Based on the mRNA sequences, two RNA interference vectors were constructed for the HAD genes (EMT65309.1, EXL91398.1) and then were transformed into Foc4 protoplast via PEG-mediated, producing 2 HAD RNAi mutants named Foc4-RNAi-65309 and Foc4-RNAi-91398, respectively. According to RT-qPCR analysis of HAD genes, in the two RNAi mutants, the transcript levels of the EMT65309.1 and EXL91398.1 genes in Foc4-RNAi-65309 were reduced by 65% and 4%, while those in Foc4-RNAi-91398 decreased by 5% and 63%, respectively, compared with those in Foc4-WT (Fig. 4a).

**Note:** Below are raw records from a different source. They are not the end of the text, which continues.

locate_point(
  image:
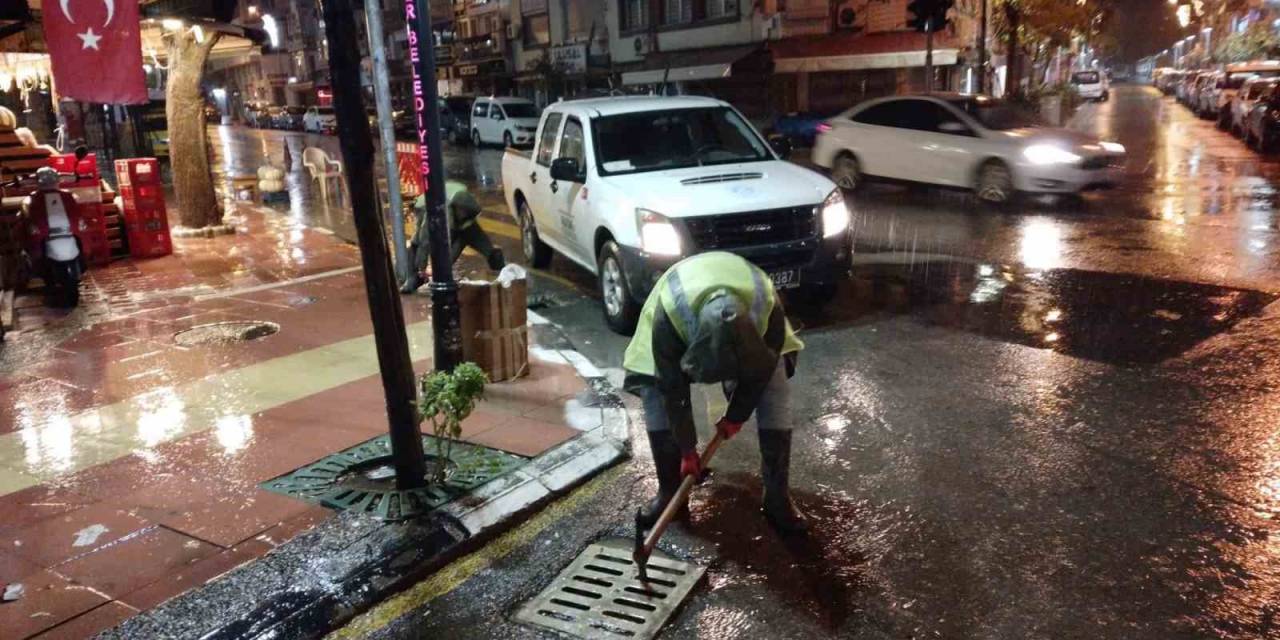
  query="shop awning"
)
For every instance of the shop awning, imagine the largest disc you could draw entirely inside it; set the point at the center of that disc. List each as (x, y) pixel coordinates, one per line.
(696, 64)
(853, 51)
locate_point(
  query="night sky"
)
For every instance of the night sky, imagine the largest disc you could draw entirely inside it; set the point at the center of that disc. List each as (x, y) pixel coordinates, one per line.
(1142, 27)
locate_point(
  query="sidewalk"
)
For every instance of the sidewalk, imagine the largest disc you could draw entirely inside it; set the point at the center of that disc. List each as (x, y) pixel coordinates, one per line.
(131, 466)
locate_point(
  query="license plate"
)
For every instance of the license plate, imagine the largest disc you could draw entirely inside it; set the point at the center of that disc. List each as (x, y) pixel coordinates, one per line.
(786, 279)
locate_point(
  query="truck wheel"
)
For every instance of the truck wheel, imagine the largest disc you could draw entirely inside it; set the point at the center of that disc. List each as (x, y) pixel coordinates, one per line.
(621, 310)
(536, 252)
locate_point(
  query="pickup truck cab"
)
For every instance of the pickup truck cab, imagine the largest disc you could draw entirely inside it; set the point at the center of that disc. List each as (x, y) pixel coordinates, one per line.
(629, 186)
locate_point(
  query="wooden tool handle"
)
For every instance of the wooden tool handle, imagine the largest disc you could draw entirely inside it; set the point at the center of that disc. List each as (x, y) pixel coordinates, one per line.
(679, 499)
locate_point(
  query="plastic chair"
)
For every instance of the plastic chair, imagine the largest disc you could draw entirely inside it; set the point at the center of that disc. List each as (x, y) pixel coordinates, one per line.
(323, 168)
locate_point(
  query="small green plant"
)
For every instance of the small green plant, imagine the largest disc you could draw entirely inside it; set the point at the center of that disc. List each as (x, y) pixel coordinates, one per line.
(447, 398)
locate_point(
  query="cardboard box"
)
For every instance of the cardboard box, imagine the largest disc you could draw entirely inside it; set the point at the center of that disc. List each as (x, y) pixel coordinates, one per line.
(494, 333)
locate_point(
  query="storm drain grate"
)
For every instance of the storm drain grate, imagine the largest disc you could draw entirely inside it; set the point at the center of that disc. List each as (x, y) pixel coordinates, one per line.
(600, 595)
(362, 478)
(223, 333)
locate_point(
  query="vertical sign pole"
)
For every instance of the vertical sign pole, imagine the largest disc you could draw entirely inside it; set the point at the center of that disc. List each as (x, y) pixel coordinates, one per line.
(444, 291)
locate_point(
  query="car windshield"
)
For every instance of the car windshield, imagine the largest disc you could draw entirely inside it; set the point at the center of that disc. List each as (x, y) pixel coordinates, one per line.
(653, 141)
(999, 114)
(520, 110)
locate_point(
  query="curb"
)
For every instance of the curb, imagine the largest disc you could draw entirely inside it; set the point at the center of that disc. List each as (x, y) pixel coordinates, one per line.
(347, 563)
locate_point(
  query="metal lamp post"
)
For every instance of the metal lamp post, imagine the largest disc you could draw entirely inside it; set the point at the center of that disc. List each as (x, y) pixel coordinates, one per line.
(444, 291)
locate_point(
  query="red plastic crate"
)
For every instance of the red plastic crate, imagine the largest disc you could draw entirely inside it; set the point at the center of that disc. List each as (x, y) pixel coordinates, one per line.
(137, 170)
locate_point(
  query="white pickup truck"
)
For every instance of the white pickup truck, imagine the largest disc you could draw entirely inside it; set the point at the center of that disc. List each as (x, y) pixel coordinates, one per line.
(629, 186)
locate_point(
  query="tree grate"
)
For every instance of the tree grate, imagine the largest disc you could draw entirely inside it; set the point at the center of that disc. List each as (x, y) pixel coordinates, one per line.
(352, 480)
(600, 595)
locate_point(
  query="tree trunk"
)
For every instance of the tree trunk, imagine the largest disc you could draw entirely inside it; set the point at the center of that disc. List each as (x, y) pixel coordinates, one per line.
(1013, 76)
(188, 149)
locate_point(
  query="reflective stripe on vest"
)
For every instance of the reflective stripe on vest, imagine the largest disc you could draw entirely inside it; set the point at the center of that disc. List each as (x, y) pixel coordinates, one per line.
(681, 291)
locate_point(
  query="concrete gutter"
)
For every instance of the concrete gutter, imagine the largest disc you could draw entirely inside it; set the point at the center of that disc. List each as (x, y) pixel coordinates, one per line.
(325, 576)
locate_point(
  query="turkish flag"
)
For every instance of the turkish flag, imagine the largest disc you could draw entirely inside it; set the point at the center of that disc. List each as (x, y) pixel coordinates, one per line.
(96, 50)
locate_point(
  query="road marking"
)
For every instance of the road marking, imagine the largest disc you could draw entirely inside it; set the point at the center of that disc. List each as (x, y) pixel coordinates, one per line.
(453, 575)
(64, 446)
(277, 284)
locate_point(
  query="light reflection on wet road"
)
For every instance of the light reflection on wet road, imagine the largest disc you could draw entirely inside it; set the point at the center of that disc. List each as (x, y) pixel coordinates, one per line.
(1057, 420)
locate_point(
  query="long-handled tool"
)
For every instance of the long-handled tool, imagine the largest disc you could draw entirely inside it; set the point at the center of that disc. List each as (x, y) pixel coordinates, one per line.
(645, 545)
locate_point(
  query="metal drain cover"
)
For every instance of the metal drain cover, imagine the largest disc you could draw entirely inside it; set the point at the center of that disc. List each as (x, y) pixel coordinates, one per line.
(223, 333)
(600, 594)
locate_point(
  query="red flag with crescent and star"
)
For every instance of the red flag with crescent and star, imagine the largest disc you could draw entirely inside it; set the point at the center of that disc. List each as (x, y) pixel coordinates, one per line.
(96, 50)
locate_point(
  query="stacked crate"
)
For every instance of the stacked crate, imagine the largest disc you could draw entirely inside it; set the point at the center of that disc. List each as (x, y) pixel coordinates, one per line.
(146, 222)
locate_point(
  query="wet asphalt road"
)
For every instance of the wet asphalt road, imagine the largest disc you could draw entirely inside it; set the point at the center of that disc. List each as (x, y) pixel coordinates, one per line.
(1057, 420)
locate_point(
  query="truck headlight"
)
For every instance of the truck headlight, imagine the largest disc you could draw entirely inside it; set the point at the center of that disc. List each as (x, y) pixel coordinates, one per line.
(835, 214)
(1048, 154)
(657, 234)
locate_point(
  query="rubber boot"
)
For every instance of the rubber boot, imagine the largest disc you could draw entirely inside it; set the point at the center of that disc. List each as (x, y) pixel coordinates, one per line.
(666, 461)
(775, 475)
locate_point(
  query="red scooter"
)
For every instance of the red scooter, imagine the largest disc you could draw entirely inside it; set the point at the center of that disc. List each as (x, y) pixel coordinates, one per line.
(53, 222)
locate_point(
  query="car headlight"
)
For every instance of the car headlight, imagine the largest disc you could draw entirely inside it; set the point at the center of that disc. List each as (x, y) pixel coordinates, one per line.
(1048, 154)
(835, 214)
(657, 234)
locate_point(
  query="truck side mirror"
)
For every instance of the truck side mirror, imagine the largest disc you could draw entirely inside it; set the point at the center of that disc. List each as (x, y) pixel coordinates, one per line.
(781, 146)
(566, 169)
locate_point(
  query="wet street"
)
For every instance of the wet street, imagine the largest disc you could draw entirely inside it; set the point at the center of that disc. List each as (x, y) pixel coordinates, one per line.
(1054, 420)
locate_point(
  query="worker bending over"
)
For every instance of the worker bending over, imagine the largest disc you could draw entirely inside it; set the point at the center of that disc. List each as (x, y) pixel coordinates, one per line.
(716, 318)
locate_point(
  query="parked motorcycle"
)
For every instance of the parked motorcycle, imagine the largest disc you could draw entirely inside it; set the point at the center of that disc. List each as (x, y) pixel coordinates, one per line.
(53, 222)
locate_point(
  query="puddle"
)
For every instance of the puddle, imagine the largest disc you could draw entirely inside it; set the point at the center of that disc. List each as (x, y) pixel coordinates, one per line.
(1109, 318)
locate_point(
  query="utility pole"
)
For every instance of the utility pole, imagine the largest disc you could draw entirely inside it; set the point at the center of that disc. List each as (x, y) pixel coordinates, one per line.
(444, 291)
(928, 55)
(982, 46)
(384, 305)
(387, 133)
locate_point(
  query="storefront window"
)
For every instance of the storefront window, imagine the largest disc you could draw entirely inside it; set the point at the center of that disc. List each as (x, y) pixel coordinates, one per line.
(635, 14)
(538, 30)
(679, 12)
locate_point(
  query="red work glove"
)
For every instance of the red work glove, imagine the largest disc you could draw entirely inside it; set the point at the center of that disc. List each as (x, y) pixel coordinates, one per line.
(727, 428)
(690, 465)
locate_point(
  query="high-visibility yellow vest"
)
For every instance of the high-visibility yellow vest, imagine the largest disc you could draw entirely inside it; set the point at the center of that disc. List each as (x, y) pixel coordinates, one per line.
(682, 291)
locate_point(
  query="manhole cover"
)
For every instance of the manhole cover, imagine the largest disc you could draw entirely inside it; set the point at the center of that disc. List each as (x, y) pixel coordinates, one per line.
(361, 478)
(223, 333)
(600, 594)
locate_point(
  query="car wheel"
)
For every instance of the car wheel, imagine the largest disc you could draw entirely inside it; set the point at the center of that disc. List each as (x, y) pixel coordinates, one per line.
(846, 172)
(536, 252)
(995, 182)
(621, 310)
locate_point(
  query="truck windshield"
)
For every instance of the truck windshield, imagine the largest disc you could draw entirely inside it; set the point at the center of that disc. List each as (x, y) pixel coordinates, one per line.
(652, 141)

Some biological phenotypes and virulence assay of the mutants which some genes in kynurenine pathway were knocked out or interfered. a The transcript levels of the two HAD genes, EMT65309 and EXL91398 in Foc4-WT and its RNAi mutants Foc4-RNAi-65309, Foc4-RNAi-91398; Data represent an average of three replicates; b The relative products of fusaric acid and 2-picolinic acid in Foc4-∆EMT63964, Foc4-∆EMT67436, Foc4-∆EMT72782, Foc4-∆EXL91397, Foc4-∆EMT74385, Foc4-RNAi-65309, Foc4-RNAi-91398, Foc4-∆EMT74385-cp to Foc4-WT. The strains were cultivated for 8 days in the PDB liquid medium; and the obtained culture filtrates after being 10 time concentrated were analyzed. Peak areas were related to the dry weight and normalized to the wild-type level; c Effects of the strain filtrated culture solution on relative injury in the banana leaves. Values were from three replicates; d Semi-quantitative toxicity tests of the strain filtrated culture solution to banana leaves
Based on HPLC analysis of the mutant culture solution indicated, the productions of fusaric acid were unchanged in mutants of Foc4-∆EMT63964, Foc4-∆EMT67436, Foc4-∆EMT72782, and Foc4-∆EXL91397 in comparison with WT, while their productions of 2-picolinic acid were a little reduced. Nevertheless, the productions of fusaric acid and 2-picolinic acid were significantly reduced in the mutant of Foc4-∆EMT74385, and RNA interferences of Foc4-RNAi-65309 and Foc4-RNAi-91398 in comparison with Foc4-WT (Fig. 4b). Subsequently, the complementary Foc4-∆EMT74385-cp strain for the mutant Foc4-∆EMT74385 was constructed. Meanwhile, the results showed that the productions of fusaric acid and 2-picolinic acid in the Foc4-∆EMT74385-cp strain were restored to those of Foc4-WT (Fig. 4b), proving that the EMT74385.1 is involved in the biosynthesis of fusaric acid and 2-picolinic acid.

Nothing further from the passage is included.